US-20260128130-A1 - CLASSIFIER AND TRAINING SYSTEM FOR EARLY IDENTIFICATION OF PLACENTA ACCRETA SPECTRUM RISK IN HIGH-RISK PREGNANT WOMEN
Abstract
A classifier and a training system for early identification of a placenta accreta spectrum risk in high-risk pregnant women. This system implements normalization and discretization based on analysis with genome-wide maternal plasma cell-free DNA promoter coverages, and identifies an optimal target combination with 23 genes including ABHD1, ALG1L2, EYS, and the like, demonstrating potential for preparation of a diagnostic kit. Based on a machine learning algorithm, the constructed classifier exhibits high sensitivity and specificity in predicting occurrence of PAS, and areas under the receiver operating characteristic curve (AUC) all exceed 0.85, effectively implementing early risk assessment for high-risk pregnant women.
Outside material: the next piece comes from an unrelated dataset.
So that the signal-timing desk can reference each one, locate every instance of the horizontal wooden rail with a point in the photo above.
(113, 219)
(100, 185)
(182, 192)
This classifier clinically provides a non-invasive predictive tool, holding significant clinical application value and medical significance.
Inventors
- Zhonghua SHI
- Runrun HAO
- Bin Zhang
- Xueqi BAI
- Shanshan WANG
- Shiman HU
- Sutong KAN
- Haoyan SHI
Assignees
- CHANGZHOU MATERNAL AND CHILD HEALTH CARE HOSPITAL
Dates
- Publication Date
- 20260507
- Application Date
- 20250930
- Priority Date
- 20240930
Claims (17)
- 1 . A classifier training system for early identification of a placenta accreta spectrum risk in high-risk pregnant women, comprising: a dataset division module, configured to extract pre-collected medical data of placenta accreta spectrum (PAS) high-risk pregnant women, and divide the medical data into a discovery dataset, a training dataset, an internal validation dataset, and an external validation dataset; an impact factor extraction module, configured to perform annotation on pre-collected non-invasive prenatal testing (NIPT) data of the PAS high-risk pregnant women with genome-wide cell-free DNA promoter nucleosome coverage profiles and perform feature extraction, calculate original read coverages at pTSS regions, and perform TPM-like normalization on the original read coverages at the pTSS regions to obtain TPM-like normalized pTSS coverages NPC-TPM, wherein NPC-TPM corresponding to each gene is used as an impact factor; a feature selection module, configured to screen impact factors of high-risk pregnant women with occurrence of PAS and high-risk pregnant women without occurrence of PAS in the discovery dataset, to determine feature factors; a feature factor discretization module, configured to determine an optimal cutoff value of each feature factor, and perform discretization on the feature factors based on the optimal cutoff value; a model acquisition module, configured to input the determined feature factors to a recursive feature elimination (RFE) process, gradually construct a PAS prediction classifier by using a plurality of machine learning algorithms; acquire a disease risk assessment result of a to-be-predicted target, apply k-fold cross-validation to enhance assessment robustness; and extract an optimal feature factor combination, and output an optimal classifier and an assessment result thereof, wherein in the model acquisition module, the optimal feature factor combination comprises the following target genes: ABHD1, ALG1L2, EYS, FAM157C, KDSR, KRT5, LANCL2, LINC00390, LINC00964, LOC105371998, LOC107987394, LOC644090, LYZL2, MIR184, MIR4802, MYT1L, NGDN, NSD2, PACRG.AS3, SAP30L.AS1, SLC16A12.AS1, TADA3, and TMEM147.AS1.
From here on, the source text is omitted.